企業の正社員として第一線で働きながら、複業にも真剣に取り組む女性たちが増えています。彼女たちはどんな経緯で複業にチャレンジしたのか。本業との両立や、収入は? それぞれのストーリーを聞いてみました。

自己実現のために“複業”。法人化して事業拡大へ

サントリーホールディングスで茶葉調達の業務を通じたお茶農家との交流をきっかけに、2019年に複業で「一坪茶園」を個人事業主として立ち上げたのが、脇奈津子さんだ。

脇 奈津子さん●つくる人と飲む人の思いをつなぎ日本茶の未来を創りたい
脇 奈津子さん「つくる人と飲む人の思いをつなぎ日本茶の未来を創りたい」

「私のやっているのは複数の働き方をする“複業”。お茶を飲むだけでなく、つくったり、売ったり、産地を訪れたり……。いろいろなお茶の楽しみ方をサービスとして提案し、それをお茶農家にも還元していきたい」と脇さん。

商品のオンライン販売はもちろん、スノーピークやザ・リッツ・カールトンホテルなど大手企業と手を組み、海外を中心に展開すべく事業拡大、21年7月には法人化を果たした。

脇さんは、サントリーの複業社員1号である。「当時、会社には明確なルールがありませんでした。自分がどうして複業をしたいのか、なぜ自分がやらないといけないのかをリポートにして人事部に提出し、人事部から『がんばってください』と認めてもらいました。今では正式に、社員の複業が認められています」

現在、本業のサントリーでは、新規事業開発に従事。複業で培った人脈が本業に活かせるなど、Win−Winの状況が生まれている。

「一坪茶園は自己実現のためにスタートしたもの。お金のために始めたわけではないし、実際、今の複業の収入は経費が利益を上回っているのが実態です。

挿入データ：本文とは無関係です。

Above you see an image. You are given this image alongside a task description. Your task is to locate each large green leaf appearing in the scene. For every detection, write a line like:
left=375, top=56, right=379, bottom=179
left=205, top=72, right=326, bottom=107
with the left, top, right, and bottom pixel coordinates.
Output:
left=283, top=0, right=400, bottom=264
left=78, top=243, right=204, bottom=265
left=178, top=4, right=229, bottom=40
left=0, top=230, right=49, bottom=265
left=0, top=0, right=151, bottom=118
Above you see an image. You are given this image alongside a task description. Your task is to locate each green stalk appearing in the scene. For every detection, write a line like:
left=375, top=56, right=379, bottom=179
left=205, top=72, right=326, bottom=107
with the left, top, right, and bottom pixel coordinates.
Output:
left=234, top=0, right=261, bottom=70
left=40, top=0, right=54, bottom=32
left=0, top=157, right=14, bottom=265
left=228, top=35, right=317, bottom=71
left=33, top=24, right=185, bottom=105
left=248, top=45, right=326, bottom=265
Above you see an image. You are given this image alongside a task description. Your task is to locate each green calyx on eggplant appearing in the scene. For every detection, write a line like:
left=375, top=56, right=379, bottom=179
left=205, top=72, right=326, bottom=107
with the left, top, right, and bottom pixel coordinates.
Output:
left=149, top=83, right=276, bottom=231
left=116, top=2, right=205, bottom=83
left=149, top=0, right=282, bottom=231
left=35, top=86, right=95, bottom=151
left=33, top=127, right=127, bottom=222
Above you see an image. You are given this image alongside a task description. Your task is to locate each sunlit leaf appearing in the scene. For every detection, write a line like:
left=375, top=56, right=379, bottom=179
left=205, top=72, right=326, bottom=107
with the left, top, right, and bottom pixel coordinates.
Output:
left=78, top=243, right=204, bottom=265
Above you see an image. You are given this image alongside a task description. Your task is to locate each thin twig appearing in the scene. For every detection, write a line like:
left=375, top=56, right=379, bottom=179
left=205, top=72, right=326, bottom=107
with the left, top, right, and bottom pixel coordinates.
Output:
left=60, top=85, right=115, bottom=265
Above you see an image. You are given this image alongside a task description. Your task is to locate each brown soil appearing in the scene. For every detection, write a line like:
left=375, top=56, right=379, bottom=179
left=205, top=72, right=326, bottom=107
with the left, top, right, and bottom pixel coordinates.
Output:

とはいえ、もちろん一坪茶園の活動への評価として、しっかり対価も追求していきたいと思っています」

今は完全リモートワークで、時間の使い方の効率も飛躍的にアップ。

「就業時間はサントリー、それ以外の時間で一坪茶園のメンバーとオンラインで打ち合わせしたり、取引先と会議をしたり。今は本業も複業も充実していて全力投球ですが、3年後、5年後は、また違う働き方が見えてくるような気がしています」

脇 奈津子(わき・なつこ)
【本業】サントリーホールディングス 未来事業開発部
【複業】一坪茶園 代表
1978年生まれ。サントリーホールディングスに新卒で入社し、営業でトップセールスを記録。茶葉調達、マーケティングなどを経て、新ビジネスモデル創造業務に従事。2019年、一坪茶園を立ち上げ、21年7月に法人化。